Cumulonimbus Clouds

Will it rain or not? The best way to answer this question is by looking at the clouds. Chances of rain is ascertained when the sky has cumulonimbus clouds. Let's take a closer look at this type of cloud.

Cumulonimbus clouds are characterized by their huge, fluffy formations straddling across extensive atmospheric levels. These towering cloud structures carry a large mass of moisture that produces intense weather conditions such as heavy rainfall, lightning, snow, hail storm and even tornadoes. Cumulonimbus cloud is named after two Latin words, cumulo which means puffy and nimbus which denotes rain.

At What Height is Cumulonimbus Clouds Found?

Cumulonimbus cloud is a vertical developing cloud whose base may sit from 10,000 to 20,000 feet above the Earth’s surface and grows up to 75,000 feet from the ground. This is the reason why the cumulonimbus cloud is called the towering cloud.
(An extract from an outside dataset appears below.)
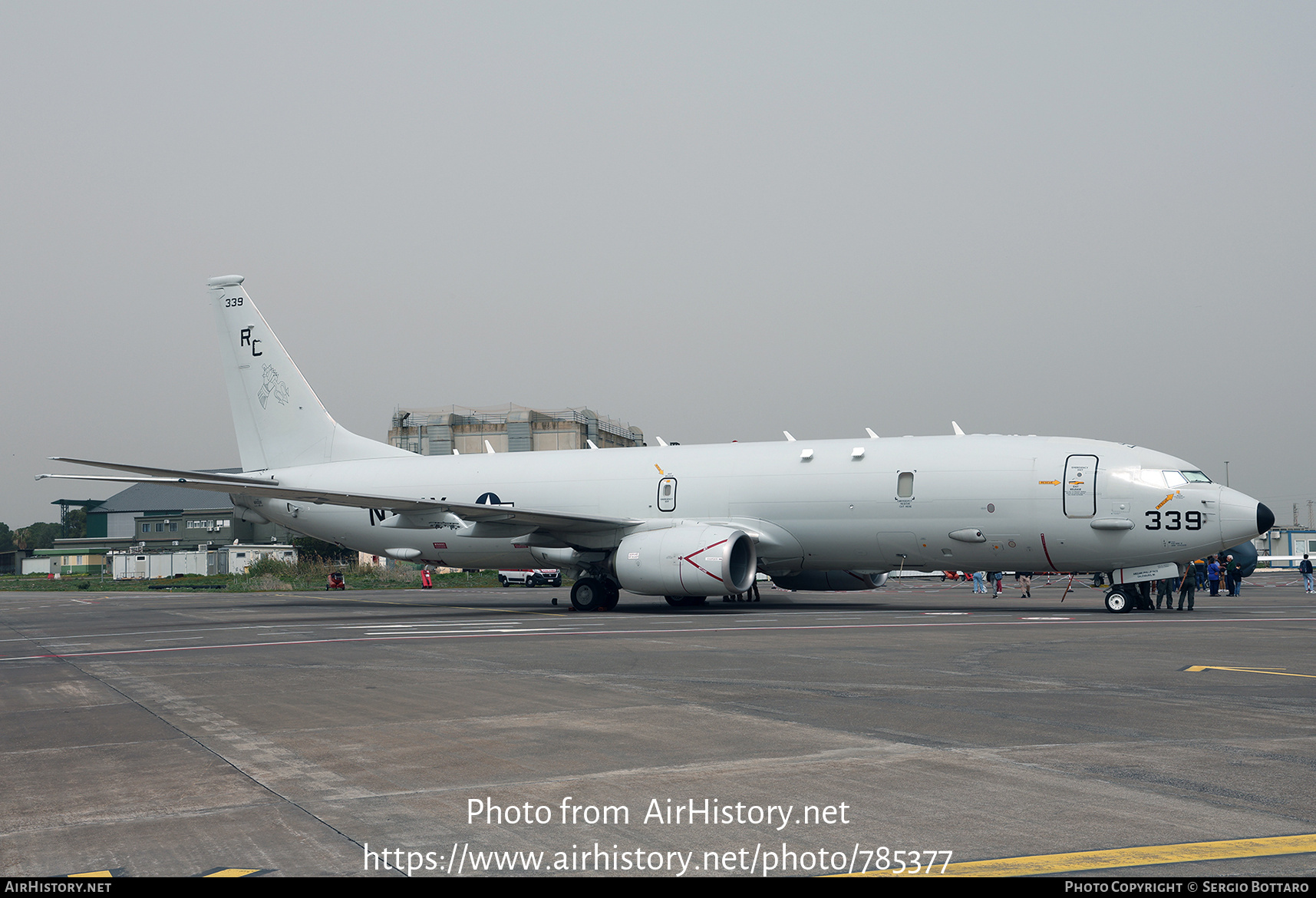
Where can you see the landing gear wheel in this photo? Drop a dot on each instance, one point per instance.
(589, 594)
The base of a cumulonimbus cloud is largely made up of water droplets, while ice crystals dominate the summit. Strong convection updrafts encourage the cumulonimbus cloud to grow at higher elevations and develop an anvil-shaped cloud upon reaching equilibrium level, the time when the surrounding air is warmer than the updraft.

How do Cumulonimbus Clouds Form?

Cumulonimbus clouds develop when there is strong atmospheric instability enhanced by turbulence or convection due to an advancing frontal weather system. This forms when the rising, warm air reaches the atmospheric level where the surrounding air is warmer causing it to flatten like an anvil shape. When an anvil cloud is formed alongside a cumulonimbus cloud, it is a strong indication that the cumulonimbus cloud is already mature signaling severe weather condition.
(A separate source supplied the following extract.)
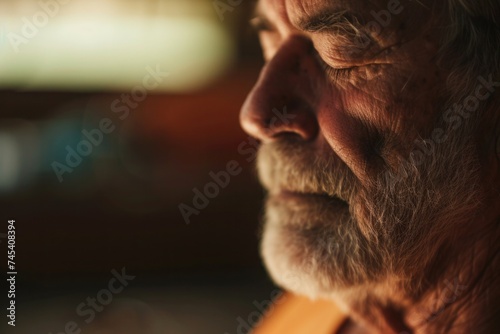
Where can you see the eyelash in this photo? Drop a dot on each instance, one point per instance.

How Does a Cumulonimbus Cloud Look Like?

Cumulonimbus clouds appear like huge and immense cumulus clouds. They have dark and ragged bases with soft, fibrous summits due to their ice crystal composition. Once it is mature, the summit of a cumulonimbus cloud will take the form an anvil making it look like a huge mushroom.

Classification of Cumulonimbus Clouds

Cumulonimbus clouds may come in different forms and shapes. Let us consider them closely.

  • Cumulonimbus Calvus

This type of cumulonimbus cloud has an overpowering smooth form which resembles a bald head. Cumulonimbus calvus develops next to a congestus cloud and brings heavy rain but rarely triggers hail or lightning.

  • Cumulonimbus Capillatus

This cloud formation is characterized by ragged or streaky summit. Capillatus can develop from 2,000 feet from the ground and extend as high as 60,000 feet. Cumulonimbus Capillatus can bring about tornadoes.

  • Cumulonimbus Incus

The cumulonimbus Incus cloud has an anvil-shaped summit due to convection and unstable air at the cloud level. It is often referred to as the “thunderhead” because it is a strong sign of a fully-developed thunderstorm.

  • Cumulonimbus Mamma

A cloud formation that exhibits a sac-like projection at the base of the cumulonimbus cloud, the Cumulonimbus Mamma is produced by a strong convection and reverse-direction convection. Cumulonimbus mamma brings severe turbulence at the cloud level, lightning, hail and tornadoes.

  • Cumulonimbus Pileus

Cumulonimbus pileus has distinctive cap cloud formations at the summit. Extreme convection lifting followed by absorption of air layer fuels its formation. This cloud structure helps weather forecasters predict thunderstorms.

Other forms of cumulonimbus clouds are cumulonimbus virga, cumulonimbus praecipitatio, cumulonimbus arcus, cumulonimbus tuba, cumulonimbus velum and cumulonimbus pannus.

How common are Cumulonimbus Clouds?

Cumulonimbus clouds are common worldwide except in the Antarctica region. This cloud formation commonly develops in the afternoons of summer and spring months when the Earth’s surface is heated up. Oftentimes, you will see them along gust front lines.